2. Bets are placed before each player and dealer are dealt two cards.
3. The dealer deals players cards face up.
4. The dealer deals themselves two cards – one up and one down. The game revolves around guessing that the dealer has Blackjack or the highest valued hand.
5. If the player breaks 21, they bust and lose all their bets.
6. The game has six player decision points:
a. Stand – take no further action to improve the player’s hand.
b. Hit – take another card and bet the action will result in 21.
c. Split If the player has a pair of face cards valued at 10 points each, two the hand may be split into two in the hope that the player will be dealt an ace.
d. Double Down – enables player to add a new hand to their initial hand.
e.

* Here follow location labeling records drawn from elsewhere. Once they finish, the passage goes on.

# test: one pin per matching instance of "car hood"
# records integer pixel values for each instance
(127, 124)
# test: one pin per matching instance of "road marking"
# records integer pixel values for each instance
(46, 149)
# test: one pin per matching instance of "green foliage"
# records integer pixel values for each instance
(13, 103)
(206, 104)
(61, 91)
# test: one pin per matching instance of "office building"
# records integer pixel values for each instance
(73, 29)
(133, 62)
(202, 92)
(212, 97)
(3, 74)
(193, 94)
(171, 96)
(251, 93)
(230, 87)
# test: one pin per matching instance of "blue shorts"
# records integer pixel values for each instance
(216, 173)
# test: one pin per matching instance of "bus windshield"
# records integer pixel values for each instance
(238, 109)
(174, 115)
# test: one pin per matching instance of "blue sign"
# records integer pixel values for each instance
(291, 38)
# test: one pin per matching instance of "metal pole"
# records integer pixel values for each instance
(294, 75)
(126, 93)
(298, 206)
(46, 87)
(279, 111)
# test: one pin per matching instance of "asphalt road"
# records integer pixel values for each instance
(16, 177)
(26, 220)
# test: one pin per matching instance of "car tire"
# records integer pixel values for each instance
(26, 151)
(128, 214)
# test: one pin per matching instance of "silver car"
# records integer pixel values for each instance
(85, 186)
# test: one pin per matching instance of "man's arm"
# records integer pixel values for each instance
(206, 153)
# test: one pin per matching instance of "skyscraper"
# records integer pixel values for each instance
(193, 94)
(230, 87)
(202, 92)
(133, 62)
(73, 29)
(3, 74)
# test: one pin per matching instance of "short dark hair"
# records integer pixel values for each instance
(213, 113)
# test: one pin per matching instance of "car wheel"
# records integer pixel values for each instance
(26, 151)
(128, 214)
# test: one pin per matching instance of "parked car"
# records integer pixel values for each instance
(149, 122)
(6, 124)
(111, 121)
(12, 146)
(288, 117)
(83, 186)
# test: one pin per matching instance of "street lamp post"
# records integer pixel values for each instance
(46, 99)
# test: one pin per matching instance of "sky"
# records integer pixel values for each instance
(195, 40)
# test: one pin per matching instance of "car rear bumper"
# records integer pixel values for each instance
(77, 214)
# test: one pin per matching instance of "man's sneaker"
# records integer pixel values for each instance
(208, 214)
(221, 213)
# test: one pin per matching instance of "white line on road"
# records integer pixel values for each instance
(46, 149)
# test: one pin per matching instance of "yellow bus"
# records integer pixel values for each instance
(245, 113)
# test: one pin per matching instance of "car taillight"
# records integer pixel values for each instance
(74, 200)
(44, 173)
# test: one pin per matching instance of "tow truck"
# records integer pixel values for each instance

Surrender – player exits round losing one half if the initial bet.
The iBlackjack application applies eLearning techniques to learn of the optimal next dealer and player move. The system will deploy a dealer robot which mimics the role of the dealer. Similarly one or more player bots and a human player would be implemented.
The system is under development.
The basic technology stack includes:
1. Java Standard Edition v9
2. Eclipse Oxygen 2
3. Apache Tomcat for web services, messaging, and HTML 5 interface functions.
4. Docker virtual application containers.
5. Amazon Web Services as the host environment.
6. MySQL relational database system
7. Encrypted user repository database.